THE long-awaited replacement for Ilkley's Coronation Hospital could be abandoned or scaled down amid possible national changes to the health service.

After years of campaigning, a lengthy public consultation process and reassurances from the health trust which owns the Springs Lane hospital site, campaigners have learned that the survival of Ilkley's hospital services could depend on the opinions of Wharfedale GPs, rather than the pledges of Airedale Primary Care Trust (PCT).

Now some fear a new body made up of local GPs could decide to scale down or abandon plans for a Health Care Centre on Springs Lane - although the views of local GPs may work in favour of keeping services together on a new-build site Ilkley.

Ilkley parish councillor Mike Gibbons, who heads the Coronation Hospital campaign group, says significant funding and decision-making responsibilities of the PCT are about to be handed over to groupings of local GPs in a practice-based system of commissioning healthcare.

Councillor Gibbons told Monday's parish council meeting that he learned about the possible impact of NHS changes in a meeting with a PCT official.

He said: "It's my understanding that this is only in its infancy, but the GPs of the Wharfe Valley are in fact getting together and forming a group.
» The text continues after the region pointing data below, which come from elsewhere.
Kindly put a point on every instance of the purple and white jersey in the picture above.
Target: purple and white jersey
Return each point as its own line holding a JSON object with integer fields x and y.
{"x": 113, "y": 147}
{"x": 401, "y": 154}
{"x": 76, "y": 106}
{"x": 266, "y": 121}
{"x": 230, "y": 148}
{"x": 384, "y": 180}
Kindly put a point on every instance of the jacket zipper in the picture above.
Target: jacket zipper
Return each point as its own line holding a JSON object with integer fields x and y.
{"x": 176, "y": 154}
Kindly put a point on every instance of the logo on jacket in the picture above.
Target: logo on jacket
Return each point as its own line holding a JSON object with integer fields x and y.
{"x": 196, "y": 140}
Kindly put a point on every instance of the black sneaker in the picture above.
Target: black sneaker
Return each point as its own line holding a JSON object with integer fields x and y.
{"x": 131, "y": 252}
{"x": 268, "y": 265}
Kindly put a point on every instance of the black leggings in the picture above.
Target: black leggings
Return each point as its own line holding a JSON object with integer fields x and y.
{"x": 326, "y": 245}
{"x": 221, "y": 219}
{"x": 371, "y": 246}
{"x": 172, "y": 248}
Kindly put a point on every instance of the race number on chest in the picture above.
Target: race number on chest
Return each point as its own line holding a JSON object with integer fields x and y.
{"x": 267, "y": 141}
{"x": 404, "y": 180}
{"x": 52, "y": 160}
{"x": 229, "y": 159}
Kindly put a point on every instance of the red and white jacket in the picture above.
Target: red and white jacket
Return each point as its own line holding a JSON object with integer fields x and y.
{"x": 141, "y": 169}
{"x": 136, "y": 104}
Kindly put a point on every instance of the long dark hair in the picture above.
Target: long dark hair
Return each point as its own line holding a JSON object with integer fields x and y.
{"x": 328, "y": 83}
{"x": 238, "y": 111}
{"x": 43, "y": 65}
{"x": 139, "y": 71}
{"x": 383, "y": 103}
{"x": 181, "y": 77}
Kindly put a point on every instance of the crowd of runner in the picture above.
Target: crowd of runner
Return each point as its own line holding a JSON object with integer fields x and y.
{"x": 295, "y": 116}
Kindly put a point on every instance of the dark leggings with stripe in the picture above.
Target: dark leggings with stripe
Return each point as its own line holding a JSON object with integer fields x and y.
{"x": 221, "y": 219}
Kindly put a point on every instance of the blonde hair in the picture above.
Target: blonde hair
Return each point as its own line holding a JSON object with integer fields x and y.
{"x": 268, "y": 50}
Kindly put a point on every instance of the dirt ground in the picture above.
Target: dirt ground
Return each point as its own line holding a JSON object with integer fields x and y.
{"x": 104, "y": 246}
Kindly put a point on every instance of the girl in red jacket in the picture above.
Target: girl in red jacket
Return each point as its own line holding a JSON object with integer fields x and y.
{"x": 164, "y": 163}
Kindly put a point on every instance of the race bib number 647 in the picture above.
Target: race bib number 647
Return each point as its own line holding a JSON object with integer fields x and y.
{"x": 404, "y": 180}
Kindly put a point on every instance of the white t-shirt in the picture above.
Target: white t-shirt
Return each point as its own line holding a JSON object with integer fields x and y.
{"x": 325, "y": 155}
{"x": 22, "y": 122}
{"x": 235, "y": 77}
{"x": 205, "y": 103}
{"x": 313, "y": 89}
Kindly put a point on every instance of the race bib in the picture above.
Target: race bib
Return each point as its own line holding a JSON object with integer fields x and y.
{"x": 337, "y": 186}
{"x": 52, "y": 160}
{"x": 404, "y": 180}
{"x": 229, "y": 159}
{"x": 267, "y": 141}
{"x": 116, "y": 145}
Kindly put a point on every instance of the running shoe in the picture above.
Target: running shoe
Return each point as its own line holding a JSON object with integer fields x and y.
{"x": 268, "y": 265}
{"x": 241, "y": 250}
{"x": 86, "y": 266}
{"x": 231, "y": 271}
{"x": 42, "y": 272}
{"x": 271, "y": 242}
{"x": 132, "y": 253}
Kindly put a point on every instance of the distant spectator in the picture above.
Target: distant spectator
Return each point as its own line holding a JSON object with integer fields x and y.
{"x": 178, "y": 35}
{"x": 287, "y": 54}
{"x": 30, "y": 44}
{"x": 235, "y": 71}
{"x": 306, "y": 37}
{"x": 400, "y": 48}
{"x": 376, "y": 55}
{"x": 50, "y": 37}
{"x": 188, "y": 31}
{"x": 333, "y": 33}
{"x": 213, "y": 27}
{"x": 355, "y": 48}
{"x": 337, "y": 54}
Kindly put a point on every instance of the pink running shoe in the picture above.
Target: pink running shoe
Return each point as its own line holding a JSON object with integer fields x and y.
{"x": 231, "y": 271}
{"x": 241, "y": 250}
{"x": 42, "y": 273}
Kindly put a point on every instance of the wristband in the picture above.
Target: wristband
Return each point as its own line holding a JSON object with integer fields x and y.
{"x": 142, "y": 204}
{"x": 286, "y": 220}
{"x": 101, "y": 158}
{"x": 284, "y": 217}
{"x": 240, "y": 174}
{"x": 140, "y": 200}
It's been suggested to me that it may be up to this particular group to decide on the future of the Coronation rebuild."

Coun Gibbons believes giving the decision to local GPs could swing in favour of building the new centre, but questions over what services to retain, exactly where to build, what to build and even whether to build the health care centre, have yet to be answered.

He was reassured by the PCT officer that the new group was unlikely to go back to the drawing board and call for a new consultation. Coun Gibbons likened the new funding structure described to him to the now-defunct GP fundholding system.

Ilkley campaigners - backed up with their 11,000-signature petition against losing hospital services - remain defiant.

"The fight continues, we're not going to let it go," said Coun Gibbons.

Other town leaders also spoke out this week.

"We need these services, particularly for the elderly and for young families with young children. We need them to do the rebuild and to honour their promises made both in writing and verbally," said Councillor Kathy Best.

"I think the people of Ilkley will rise to the occasion and fight them again, and start to make them push for this to happen."

There was also some concern that Wharfedale doctors outside of Ilkley itself might not favour building a new hospital in Ilkley.

Airedale PCT, which is merging with Bradford North PCT, has pledged its commitment to providing the best possible health facilities and premises for all patients. But the trust did not detail what NHS changes were coming.

The chief executive of Airedale and North Bradford Primary Care Trusts, Ian Rutter, said: "Local services will continue as a priority for Airedale Primary Care Trust and we will continue to be committed to providing the best possible health facilities and premises for all patients.

"I would like to reassure members of the public that views expressed during our consultations will still inform any decisions on improving health premises that will be made in the future. We are still keen to encourage patients to play a major part in any decisions about their health services."

The PCT's drive to create the health care centre has been held up for months by a legal wrangle with the neighbouring Ilkley Grammar School over a covenant on the land. Coun Gibbons said one of the plans he had recently seen involved side-stepping the legal issues by building the centre to the west of the Springs Medical Centre, rather than the east side as previously suggested.

Since the end of the PCT's consultation period, the Coronation has lost its Minor Injuries Unit, and several specialist clinics. The fear has always been that the longer the hold-up in building the Health Care Centre, the greater the risk of losing hospital services, or even the impetus to build the centre itself.

Coun Gibbons plans to hold an emergency meeting of the Ilkley campaign group.